Other changes in the move to a culture-driven organization:

     • Ending the practice of making new associate-degree nurses sign a contract to attain their bachelor’s degree within five years. Instead of contracts, IU Health is providing professional development, coaching and additional tuition reimbursement to support advancement of all nurses in achieving BSN education. The rationale: We prefer that nurses aspire to get an education and be part of a culture of learning and growing, rather than be spurred by a contractual obligation.

     • Relaxing the absence policy for caregivers who called in sick during the flu season by not requiring a doctor’s note or other proof of illness. Managers simply trust their team members to be upfront on why they must be absent from work.

     • Empowering managers to make individualized personnel decisions rather than making everyone go by the book. An example quickly presented itself during this summer’s closing of I-65 in the downtown area. Managers at our downtown locations were given leeway to use their good judgment to alter work schedules of team members to let them avoid commutes during rush hour, while allowing others to work from home.

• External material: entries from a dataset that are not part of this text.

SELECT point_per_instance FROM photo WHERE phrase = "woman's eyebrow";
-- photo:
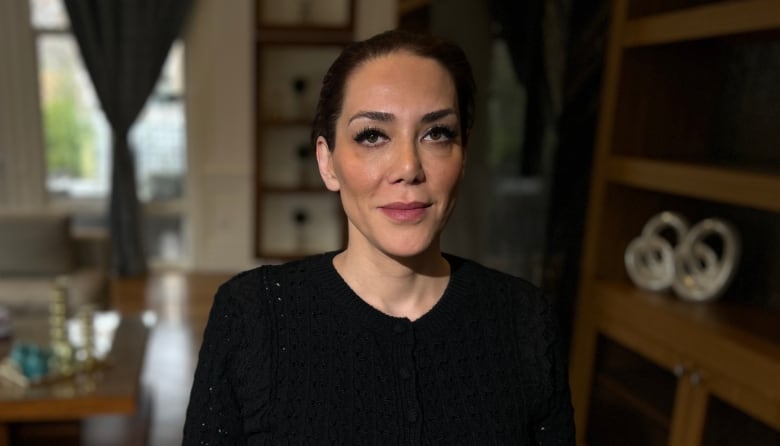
(436, 115)
(372, 115)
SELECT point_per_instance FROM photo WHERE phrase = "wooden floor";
(181, 303)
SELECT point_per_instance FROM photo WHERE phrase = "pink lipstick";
(405, 212)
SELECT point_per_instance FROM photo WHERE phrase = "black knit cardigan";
(291, 355)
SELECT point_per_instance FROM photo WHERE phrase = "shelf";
(710, 21)
(409, 6)
(622, 390)
(304, 35)
(733, 343)
(738, 187)
(283, 122)
(295, 190)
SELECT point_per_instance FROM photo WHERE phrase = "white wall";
(220, 74)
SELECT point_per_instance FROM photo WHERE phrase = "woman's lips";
(405, 212)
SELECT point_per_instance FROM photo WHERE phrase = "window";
(78, 137)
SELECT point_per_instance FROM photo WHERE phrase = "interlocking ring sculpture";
(691, 267)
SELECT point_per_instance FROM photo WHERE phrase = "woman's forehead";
(399, 81)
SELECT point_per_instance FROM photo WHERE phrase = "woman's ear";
(325, 164)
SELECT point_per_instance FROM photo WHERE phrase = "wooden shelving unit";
(672, 137)
(295, 215)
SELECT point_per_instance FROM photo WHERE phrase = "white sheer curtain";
(22, 166)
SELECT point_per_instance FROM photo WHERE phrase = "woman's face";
(398, 156)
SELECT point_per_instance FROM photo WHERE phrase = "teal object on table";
(32, 360)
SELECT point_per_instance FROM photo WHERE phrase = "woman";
(388, 341)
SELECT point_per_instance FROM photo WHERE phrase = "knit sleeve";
(213, 415)
(551, 420)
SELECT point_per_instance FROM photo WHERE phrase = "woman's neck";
(407, 287)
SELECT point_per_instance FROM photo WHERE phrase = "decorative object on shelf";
(702, 275)
(87, 324)
(62, 358)
(688, 265)
(649, 258)
(299, 86)
(65, 357)
(304, 11)
(300, 217)
(308, 175)
(6, 330)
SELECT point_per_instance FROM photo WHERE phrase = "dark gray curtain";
(124, 44)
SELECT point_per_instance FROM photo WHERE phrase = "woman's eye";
(440, 133)
(370, 137)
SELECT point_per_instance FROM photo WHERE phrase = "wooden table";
(61, 407)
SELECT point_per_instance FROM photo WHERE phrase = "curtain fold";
(124, 44)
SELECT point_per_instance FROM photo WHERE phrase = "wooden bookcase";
(295, 43)
(689, 122)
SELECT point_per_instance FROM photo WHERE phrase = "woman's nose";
(407, 166)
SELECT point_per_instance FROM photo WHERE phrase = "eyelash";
(446, 134)
(368, 132)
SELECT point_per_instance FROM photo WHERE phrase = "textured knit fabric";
(291, 355)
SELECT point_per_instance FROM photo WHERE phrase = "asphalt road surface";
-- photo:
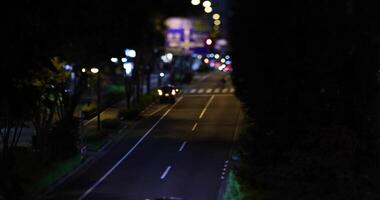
(182, 150)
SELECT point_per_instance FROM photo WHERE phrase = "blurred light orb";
(209, 42)
(216, 16)
(206, 4)
(217, 22)
(114, 60)
(195, 2)
(208, 9)
(94, 70)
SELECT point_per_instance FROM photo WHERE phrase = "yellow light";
(159, 92)
(216, 16)
(94, 70)
(208, 41)
(206, 4)
(217, 22)
(195, 2)
(208, 9)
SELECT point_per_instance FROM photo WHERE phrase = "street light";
(217, 22)
(206, 4)
(209, 42)
(114, 60)
(96, 71)
(216, 16)
(195, 2)
(208, 9)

     • Revamping the clinical ladder for nurses to a more contemporary design that offers multiple career pathways instead of vertical progression and a veritable caste system. Nurses now have an opportunity to be recognized earlier in their careers, with access to development opportunities, social networking and mentorship.

The workplace changes are not only popular with team members but have led to slowed turnover among nurses, who make up a large portion of IU Health’s workforce. That increases job satisfaction and performance of highly skilled caregivers, improving IU Health’s ability to do our most important job -- care for patients.